Выругавшись про себя, Себастьян присел на довольно хлипкий стул у края письменного стола и принялся растирать невыносимо болевший лоб, а вскоре от нечего делать, начал разглядывать стремительно появляющиеся на тетрадном листе витиеватые чернильные каракули, которые мало чем походили на нормальные буквы.
Время тянулось невыносимо долго, перьевая ручка противно поскрипывала в унисон усердному сопению, чернильные каракули стремительно заполоняли строчку за строчкой, и не было тому ни конца и ни края. Вконец рассердившись на «строгую врачебную интеллигенцию» за это пыточное томление и разом начихав на должные правила приличия, Себастьян подпер рукой щеку и задремал.
Сны были один интереснее другого. Все сильнее и сильнее затягивали они в стремительные потоки блаженного отчуждения, унося далеко за пределы скучной обыденности, но тут Мартин резко бросил перьевую ручку в чернильницу.
От громкого позвякивания все сны моментально улетучились, заместо них был любопытный ярко-синий взор и удивленное похлопывание длинных изогнутых ресниц. Себастьян встрепенулся, смущенно замер и испуганно вытаращился на «строгую врачебную интеллигенцию», внезапно вспомнив, что никогда прежде не бывал в больнице, а тем более ни разу в жизни не общался с настоящими докторами.

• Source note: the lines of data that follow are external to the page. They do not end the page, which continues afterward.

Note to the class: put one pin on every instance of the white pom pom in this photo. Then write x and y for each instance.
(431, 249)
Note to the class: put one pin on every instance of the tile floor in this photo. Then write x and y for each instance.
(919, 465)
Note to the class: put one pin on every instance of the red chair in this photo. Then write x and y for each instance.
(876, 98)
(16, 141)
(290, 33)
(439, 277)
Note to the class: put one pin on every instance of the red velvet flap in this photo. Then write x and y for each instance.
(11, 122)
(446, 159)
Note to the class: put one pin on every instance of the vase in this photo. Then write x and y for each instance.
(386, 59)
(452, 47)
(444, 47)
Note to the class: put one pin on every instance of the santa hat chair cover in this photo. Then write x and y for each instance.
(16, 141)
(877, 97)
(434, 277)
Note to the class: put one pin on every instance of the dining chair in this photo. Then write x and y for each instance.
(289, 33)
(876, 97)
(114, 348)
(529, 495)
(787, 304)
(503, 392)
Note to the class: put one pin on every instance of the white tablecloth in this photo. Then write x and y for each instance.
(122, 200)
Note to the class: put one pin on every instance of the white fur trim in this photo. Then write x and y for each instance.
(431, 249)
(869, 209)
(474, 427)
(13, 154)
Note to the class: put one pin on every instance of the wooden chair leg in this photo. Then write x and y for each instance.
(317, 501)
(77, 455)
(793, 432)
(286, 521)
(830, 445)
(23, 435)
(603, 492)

Нависло тяжелое молчание довольно затяжного характера. Меж тем Мартин все продолжал и продолжал вопросительно смотреть, окончательно сбивая с толку и приводя растерянного Себастьяна в состояние тихой паники.

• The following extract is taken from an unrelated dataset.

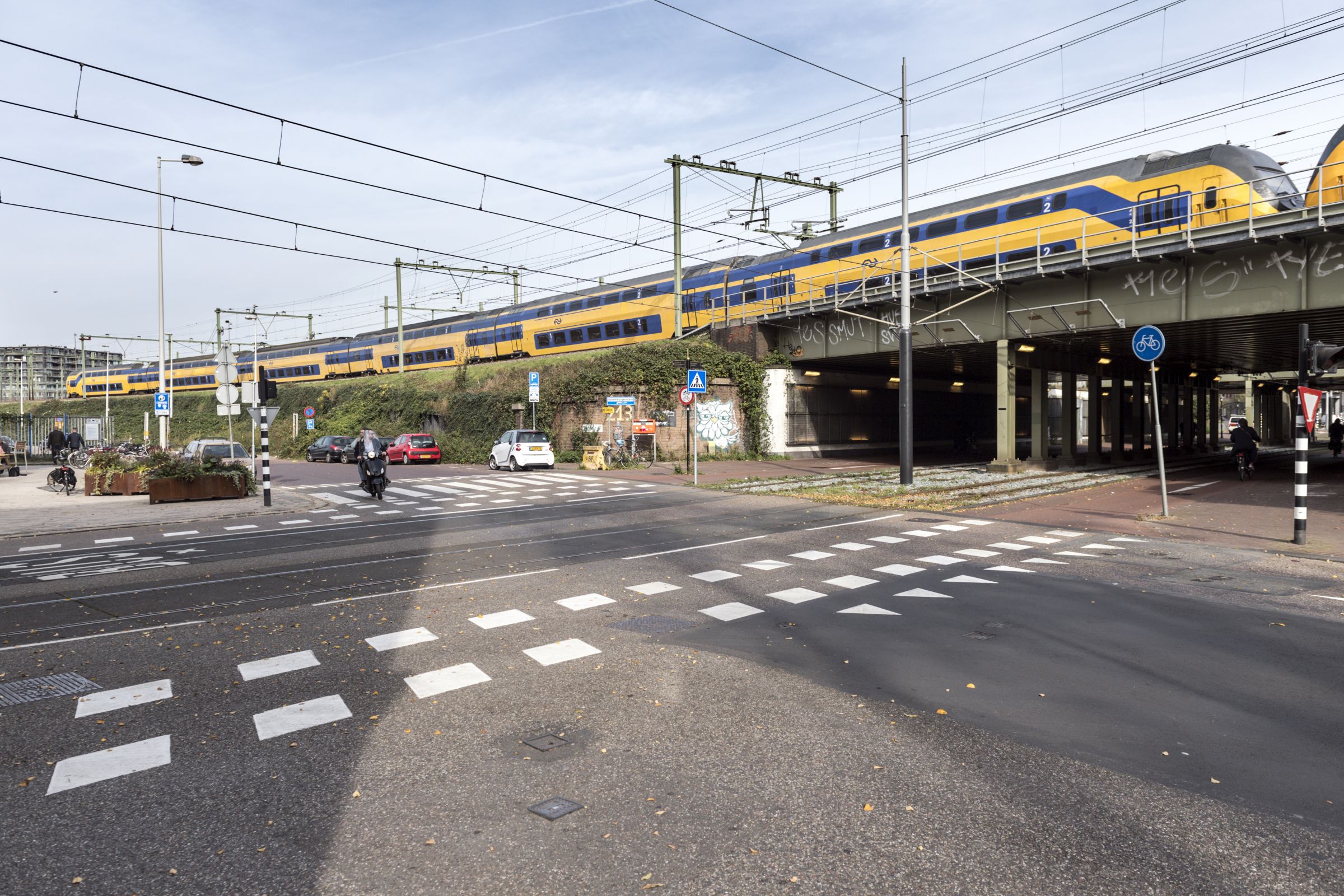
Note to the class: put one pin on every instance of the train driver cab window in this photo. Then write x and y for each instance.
(1025, 209)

Только Себастьян собрался всецело отдаться данному состоянию, как Мартин стремительно расправился и мигом накинул на себя самый что ни на есть наистрожащий вид сухой врачебной надменности.

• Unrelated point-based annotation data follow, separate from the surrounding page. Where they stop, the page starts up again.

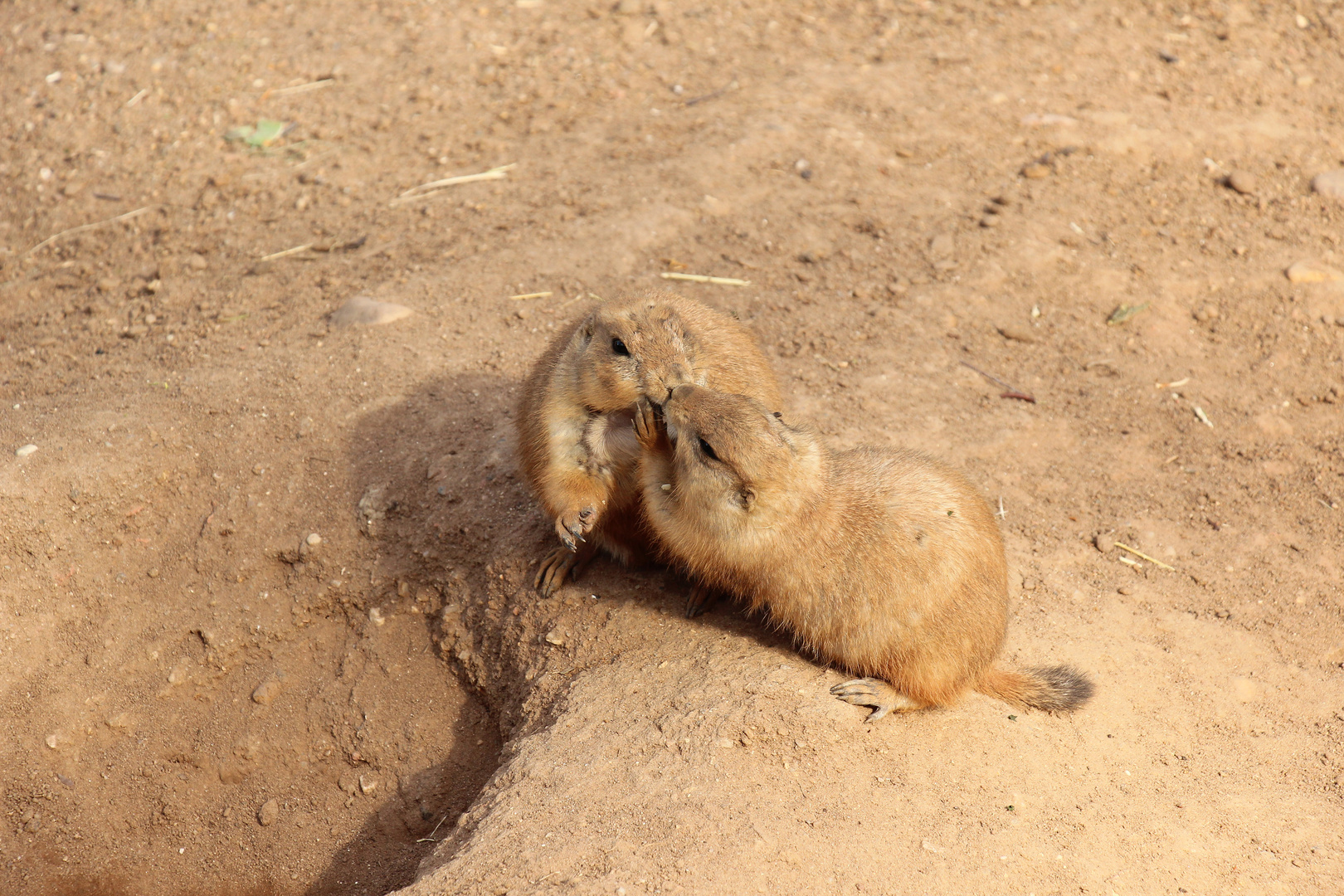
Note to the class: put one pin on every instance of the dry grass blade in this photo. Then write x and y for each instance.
(84, 227)
(436, 186)
(288, 251)
(704, 278)
(311, 85)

– Я весь во внимании, – подал он лукавый голосок и более пронзительно устремил на Себастьяна ярко-синий взор, помахивая длинными изогнутыми ресницами.
Эта ехидная интонация, эта манерная наигранность, эта лукавая усмешка на бледно-фарфоровом лице, это девичье помахивание ресницами, все это, помноженное надвое благодаря висевшему напротив огромному зеркалу, пресильно разозлило Себастьяна.
– Чего звал-то? – грубым тоном буркнул Себастьян и сердито нахмурился.
– А, так ты только за этим! – насмешливо заявил Мартин и махнул рукой, – Я-то думал!..
Тут он вновь взялся за свою тетрадь и принялся увлеченно промакивать свои размашистые каракули, временами старательно дуя на них. Себастьяну довольно быстро надоело это унизительное издевательство, и он уже было собрался демонстративно покинуть «кабинет», одарив на прощание «строгую врачебную интеллигенцию» парой ласковых, но тут Мартин вновь подал лукавый голосок.
– Видишь ли, дружочек, – учтивым тоном произнес он, размахивая тетрадкой, – дело в том, что я давно заметил, что ты имеешь явные проблемы со сном и, как мне кажется, тут дело далеко не в повышенной тревожности. Возможно, значимая толика твоей прескверной напасти кроется именно в соседстве со мной. Ежели это так, то немедля приношу свои глубочайшие извинения за то, что невольно заразил тебя своей возмутительной бессонницей. Клянусь, я это не специально.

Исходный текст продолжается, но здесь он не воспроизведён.